そう賢明な判断を下し、先程の疑問を綺麗さっぱりなかったことにして笑顔を向ける。

すると、大して興味なさげに返事をした隊長がわたしの包まっていた毛布をペラリと剥がし、空いたスペースへと入り込んできた。

所謂、毛布を半分こ状態。


「(なっ、ななななんだろう!)」


そんなに密着されたらわたし狼になっちゃうよ…!なんて暴れ狂う心臓を鎮めながら先程よりも距離が近づいた隊長の顔を見上げてみる。


「なんだ?」
「いや、あの、隊長のせいでムラムラしてきちゃったんだけどどうしよう!」
「は?」
「だ、だってこんな風に密着されたら…!」
「ち、違ェ!俺はそーいうつもりじゃなくて!」


じゃあ一体どんなつもりなのマイダーリン!と、このオイシイ状況に乗っかって思い切り隊長に抱きついてみる。
するとーー、


「誰がダーリンだ、コラ」
「え、たいちょ、ええっ?!」


たった今隊長の身体に巻き付けた両腕は本人によってあっさりと解かれてしまった。が、しかし。冷え切っていた左手をその大きな手によって包み込まれたものだから驚きを隠せない。

だってつまり、今隊長と手を繋いでるんだよ…?

たったそれだけかって思われるかもしれないけど、わたしにしてみたらかなりの大事件である。
酔ってるわけでもないのにあの隊長が自主的にわたしと接触するなんて…!
幸せだけどなんだか恥ずかしい!

うひゃー!とほっぺを赤く染めてニヤニヤしていると、それを見ていた隊長に反対の手で軽くおでこを叩かれてしまった。いでっ。


「顔が卑猥になってんぞ」
「それ悪口だよ隊長!」
「うるせェ!事実なんだから仕方ねェだろ」
「でも、それもこれも隊長がこんな嬉しいことするからいけないんじゃん…。」


そう呟いて繋がれた手をぎゅっと握りしめると、なんともわかりやすく言葉を詰まらせた隊長。
同時に耳を赤く染めたかと思えば、ふいっと逆の方向に顔を背けられてしまったから少し残念。

こっち向かないかなー?なんて繋がれた手に力を入れたり抜いたりを繰り返していると、そこでようやく隊長がぽつりぽつりと話を始めたので素直に耳を傾ける。
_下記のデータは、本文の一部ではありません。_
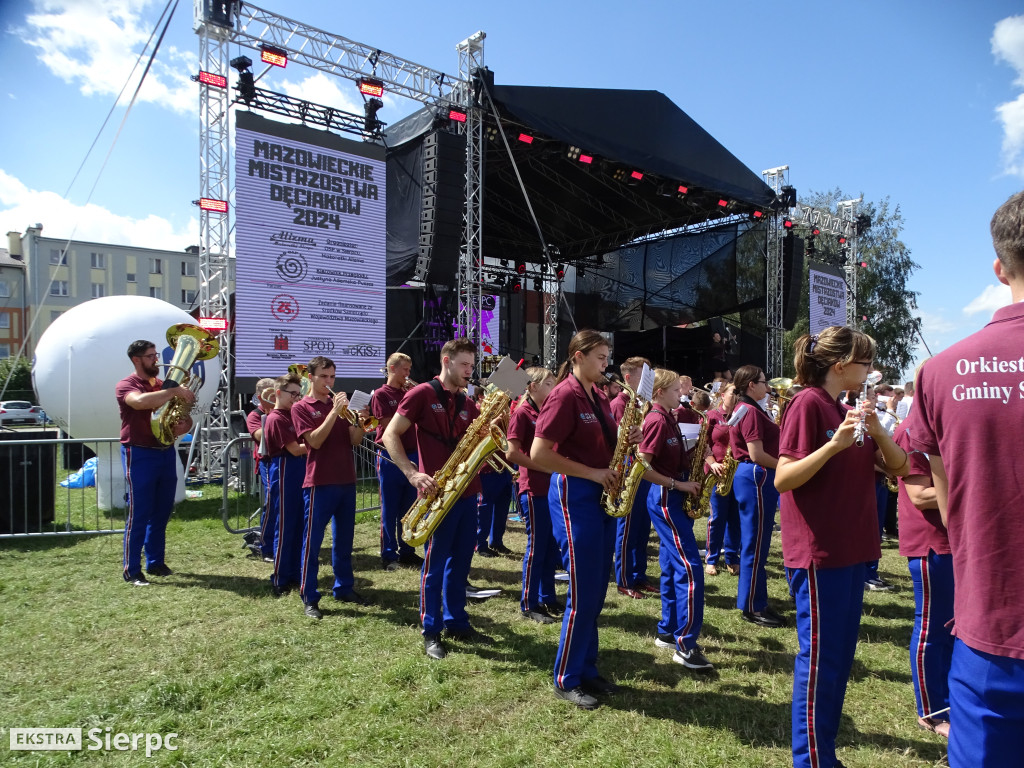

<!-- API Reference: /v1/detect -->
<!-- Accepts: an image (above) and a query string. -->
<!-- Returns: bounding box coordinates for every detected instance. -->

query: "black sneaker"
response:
[423,635,447,660]
[334,590,370,605]
[672,645,715,670]
[864,579,893,592]
[519,607,555,624]
[580,675,618,696]
[555,685,601,710]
「さっき下歩いてたらなまえの可愛くねェくしゃみが聞こえてきて、」
「ちょ、可愛くないって…!」
「そんで様子見に来てみれば案の定アホみたいに薄着だもんなー。バカかお前」
「なっ…!」
「今度からはしっかり防寒しろよ。お前が風邪ひくと2番隊全域に広がるんだからな!」
「う…、はい…。」


よくわからないけど、突然始まった悪口とお説教に拍子抜けしてしまった。
ちょっとちょっと、隊長。
せっかくさっきまで甘い雰囲気になりかけてたのに急に現実に引き戻されたんですけど…!

とまあ肩を落としながらもひたすら謝罪の言葉を並べていると、不意に隊長が「だから今日だけ!」と声を大きくするので肩が跳ねた。
な、なんだろう…?


「今日だけ…、何?」
「今日だけ俺が助けてやる」
「んんっ?」


どういうこと?隊長の言ってることがよくわからなくて小さく首を傾げる。
すると、握られていた手をぐいっと引かれて見事に隊長の元へとダイブしてしまった。

「えっ…!」

あまりの急展開に身体も思考も一時停止していると、ふと頭上から楽しそうな声が降ってくる。


「暖けェだろ?」
「っ、!」
「今日は特別に俺があっためてやるよ」


いつもの太陽みたいな笑顔ではなく、どこか色気を帯びた大人ぽい笑みを向けられて、きっと今わたしの顔は真っ赤に染まっているのだと思う。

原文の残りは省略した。